At June 30, UNIS had only $10.8mm of cash – this, plus blowing the remaining ATM by dumping stock at $2.13, means UNIS has only $23mm left.
UNIS burned a staggering $28.7mm cash just in the most recent quarter (ended June 30) alone!
If their PR statement is true that this was $16mm of capex and R&D above normal quarterly levels they burn $13mm/cash PER QUARTER: 5 months of cash left.
With $55.5mm of debt, a Sept 8th covenant trigger and undisclosed debt covenants, things could get ugly even sooner than year end.
Questions around the apparent law enforcement investigaiton involving UNIS still unanswered.
On July 30, Unilife (NASDAQ:UNIS) filed a Hype-filled Press Release that included a heretofore unachieved level of grandiose promotion by embedding a flashy promotional video rather than including actual financial numbers. The PR highlights the success they have had at "Accelerating Investment" i.e. cash burn (Unilife Accelerates Investment to Meet Increasing Demand from New and Existing Customers).
During the fourth quarter of fiscal year 2014, the Company invested approximately $16 million in capital expenditures and R&D above normal quarterly investments
That investment is now generating revenue at an attractive growth rate. We are pleased to refine our full year revenue guidance for fiscal year 2014 to the high end of the $12 million to $15 million range that we had guided previously.

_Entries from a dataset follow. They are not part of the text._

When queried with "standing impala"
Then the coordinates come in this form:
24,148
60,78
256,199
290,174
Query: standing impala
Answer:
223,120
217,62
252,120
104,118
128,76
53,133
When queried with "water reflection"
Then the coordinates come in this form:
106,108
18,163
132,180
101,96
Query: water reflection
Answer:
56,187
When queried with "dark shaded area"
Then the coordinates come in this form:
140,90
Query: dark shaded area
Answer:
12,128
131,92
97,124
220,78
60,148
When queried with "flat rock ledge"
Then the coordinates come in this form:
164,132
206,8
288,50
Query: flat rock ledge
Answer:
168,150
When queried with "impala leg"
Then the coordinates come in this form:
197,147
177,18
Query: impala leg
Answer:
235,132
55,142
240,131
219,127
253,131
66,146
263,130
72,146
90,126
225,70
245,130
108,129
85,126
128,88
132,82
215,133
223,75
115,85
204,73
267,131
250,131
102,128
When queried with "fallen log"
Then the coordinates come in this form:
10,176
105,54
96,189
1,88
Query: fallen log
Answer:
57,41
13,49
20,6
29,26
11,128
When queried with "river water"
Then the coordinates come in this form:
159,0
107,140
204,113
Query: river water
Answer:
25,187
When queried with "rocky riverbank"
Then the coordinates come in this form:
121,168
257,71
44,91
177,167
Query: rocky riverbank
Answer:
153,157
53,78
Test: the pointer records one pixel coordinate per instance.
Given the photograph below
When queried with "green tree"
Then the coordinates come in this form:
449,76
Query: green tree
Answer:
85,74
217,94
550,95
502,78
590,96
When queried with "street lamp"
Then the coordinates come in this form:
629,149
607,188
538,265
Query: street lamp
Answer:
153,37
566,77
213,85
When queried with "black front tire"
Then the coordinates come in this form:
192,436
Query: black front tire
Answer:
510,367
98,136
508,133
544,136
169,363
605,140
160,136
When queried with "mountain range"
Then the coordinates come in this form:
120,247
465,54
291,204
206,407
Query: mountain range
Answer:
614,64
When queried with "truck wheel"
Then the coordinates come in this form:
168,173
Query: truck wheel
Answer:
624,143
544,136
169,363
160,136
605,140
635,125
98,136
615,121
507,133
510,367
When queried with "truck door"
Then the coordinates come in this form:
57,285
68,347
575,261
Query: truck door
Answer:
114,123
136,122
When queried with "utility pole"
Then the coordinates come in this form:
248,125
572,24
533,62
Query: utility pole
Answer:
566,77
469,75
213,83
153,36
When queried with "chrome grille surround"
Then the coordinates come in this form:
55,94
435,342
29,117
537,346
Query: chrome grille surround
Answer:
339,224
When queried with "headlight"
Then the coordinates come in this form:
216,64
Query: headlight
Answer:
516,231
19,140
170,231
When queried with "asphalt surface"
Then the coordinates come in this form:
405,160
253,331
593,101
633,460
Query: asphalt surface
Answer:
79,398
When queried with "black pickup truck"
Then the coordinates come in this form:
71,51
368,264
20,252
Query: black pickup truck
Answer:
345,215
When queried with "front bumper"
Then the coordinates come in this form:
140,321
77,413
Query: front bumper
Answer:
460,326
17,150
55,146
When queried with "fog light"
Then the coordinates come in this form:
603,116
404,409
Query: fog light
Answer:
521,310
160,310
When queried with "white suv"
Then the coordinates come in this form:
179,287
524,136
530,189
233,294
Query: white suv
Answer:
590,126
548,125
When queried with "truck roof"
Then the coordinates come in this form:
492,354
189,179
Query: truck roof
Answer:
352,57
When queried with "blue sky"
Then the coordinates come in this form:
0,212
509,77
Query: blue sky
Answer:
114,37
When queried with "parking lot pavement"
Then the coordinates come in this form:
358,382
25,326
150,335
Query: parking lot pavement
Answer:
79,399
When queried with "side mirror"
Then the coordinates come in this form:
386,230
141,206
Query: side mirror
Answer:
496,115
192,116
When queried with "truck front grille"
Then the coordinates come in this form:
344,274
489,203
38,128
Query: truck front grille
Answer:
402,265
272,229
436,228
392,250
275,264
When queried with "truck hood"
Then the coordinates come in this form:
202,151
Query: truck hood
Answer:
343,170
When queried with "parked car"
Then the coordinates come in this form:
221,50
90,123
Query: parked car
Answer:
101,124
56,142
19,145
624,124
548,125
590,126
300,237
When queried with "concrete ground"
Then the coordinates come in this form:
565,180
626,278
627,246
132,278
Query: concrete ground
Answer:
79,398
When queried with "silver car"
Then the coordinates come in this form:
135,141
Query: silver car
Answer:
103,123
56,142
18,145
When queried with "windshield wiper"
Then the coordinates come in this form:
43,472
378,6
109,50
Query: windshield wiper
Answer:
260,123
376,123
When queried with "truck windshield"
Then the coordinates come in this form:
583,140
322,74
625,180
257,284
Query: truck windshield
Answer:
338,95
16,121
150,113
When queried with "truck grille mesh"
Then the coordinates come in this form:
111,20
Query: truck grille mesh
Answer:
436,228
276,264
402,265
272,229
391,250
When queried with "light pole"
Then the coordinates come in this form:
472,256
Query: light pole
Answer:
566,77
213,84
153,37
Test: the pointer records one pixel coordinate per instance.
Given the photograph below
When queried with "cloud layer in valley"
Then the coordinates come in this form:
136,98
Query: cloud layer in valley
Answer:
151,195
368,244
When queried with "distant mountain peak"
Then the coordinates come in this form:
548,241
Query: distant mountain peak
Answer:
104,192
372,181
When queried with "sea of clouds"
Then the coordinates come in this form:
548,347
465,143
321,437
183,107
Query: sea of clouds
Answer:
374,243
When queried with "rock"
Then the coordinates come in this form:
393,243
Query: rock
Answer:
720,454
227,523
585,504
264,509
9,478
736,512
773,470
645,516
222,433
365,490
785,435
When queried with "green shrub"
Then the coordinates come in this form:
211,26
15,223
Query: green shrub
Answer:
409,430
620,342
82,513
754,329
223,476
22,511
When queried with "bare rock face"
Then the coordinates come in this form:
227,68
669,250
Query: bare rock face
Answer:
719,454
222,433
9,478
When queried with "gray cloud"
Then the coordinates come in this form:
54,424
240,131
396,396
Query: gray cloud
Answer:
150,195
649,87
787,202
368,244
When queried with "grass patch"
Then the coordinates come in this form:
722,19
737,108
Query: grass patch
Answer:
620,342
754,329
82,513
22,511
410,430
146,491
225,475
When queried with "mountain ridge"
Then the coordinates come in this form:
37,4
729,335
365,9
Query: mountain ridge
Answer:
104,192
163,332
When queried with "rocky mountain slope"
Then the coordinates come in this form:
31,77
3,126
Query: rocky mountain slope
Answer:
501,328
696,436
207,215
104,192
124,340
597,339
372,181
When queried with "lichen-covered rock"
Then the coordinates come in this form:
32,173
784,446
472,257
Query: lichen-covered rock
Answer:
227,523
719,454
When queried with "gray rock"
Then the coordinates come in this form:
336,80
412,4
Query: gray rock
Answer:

The hype-filled press release, lacking the numbers available to those who actually read the SEC filings, seems questionable to me considering that almost immediately after, UNIS unloaded the entire remainder of their stock ATM achieved by dumping shares on the market (via their broker) at a whopping $2.13/share net proceeds just a few days later.
SEC Filings Reveal Staggering Cash Burn
In fact, taking a look at the SEC filings which included the above press release as well as required financials revealed that Unilife burned $20mm on an operating basis and an additional $8.8mm investing in equipment. It is unclear how Unilife came to the "$16mm above normal R&D and capex levels" for the quarter as the entire R&D line was $6.7mm so 100% of the capex and R&D = $15.5mm. Is UNIS implying that normal run rate will include zero R&D and capex? Even given this optimistic assumption, the Company burned through $13mm of cash in a quarter on a "run rate" basis using this favorable assumption. Compared to the $10.8mm cash and the $12.4mm from the ATM this is a mere 5 months left of cash which means UNIS could potentially run out of cash and file bankruptcy by November or December this year.
New SEC filing raises questions about the Debt: What happens September 8?
According to a subsequent SEC filing on Aug 28th there may be additional debt available to add to the books to survive liquidity past year end but with a big question raised. This is on top of the fact that UNIS has still not disclosed its debt covenants to investors - given UNIS history of overpromise/under-deliver I think this could be because the covenants are potentially dangerous to UNIS shareholders.
The Credit Agreement also contains certain customary covenants, as well as, covenants relating to achieving minimum cash revenue targets at the end of each calendar year, maintaining minimum liquidity targets, the execution of certain customer and employment agreements in form and substance satisfactory to lender no later than September 8, 2014.
Question: What happens on September 8th? Is UNIS in compliance even with their massive cash burn or will we see an expensive credit amendment?
Do Shareholders realize how expensive this debt really is? = 17.5% effective interest rate
From the same SEC filing Aug 28:
In connection with the Credit Agreement, the Borrower entered into a royalty agreement (the "Royalty Agreement") with ROS which will entitle ROS to receive royalty payments. The buy-out amount ranges from $6.5 million, on or prior to the first anniversary of the agreement and up to $21.0 million, after the fourth anniversary of the agreement
The Loan will be accreted to the face value over the loan term based on an effective interest rate of 17.5%.
As a result, on the Closing Date, the Royalty Agreement was determined to have a fair value of $7.0 million and the Loan was allocated the remaining proceeds of $33.0 million
Questions Still Remain About Apparent SEC or Law Enforcement Investigation?
Unilife has still not disclosed its debt covenants nor the status of an apparent law enforcement or (and?) SEC investigation I outlined was seemingly underway in April using a FOIA request. Shareholders deserve answers, not promotional videos. I reiterate my price target of $0.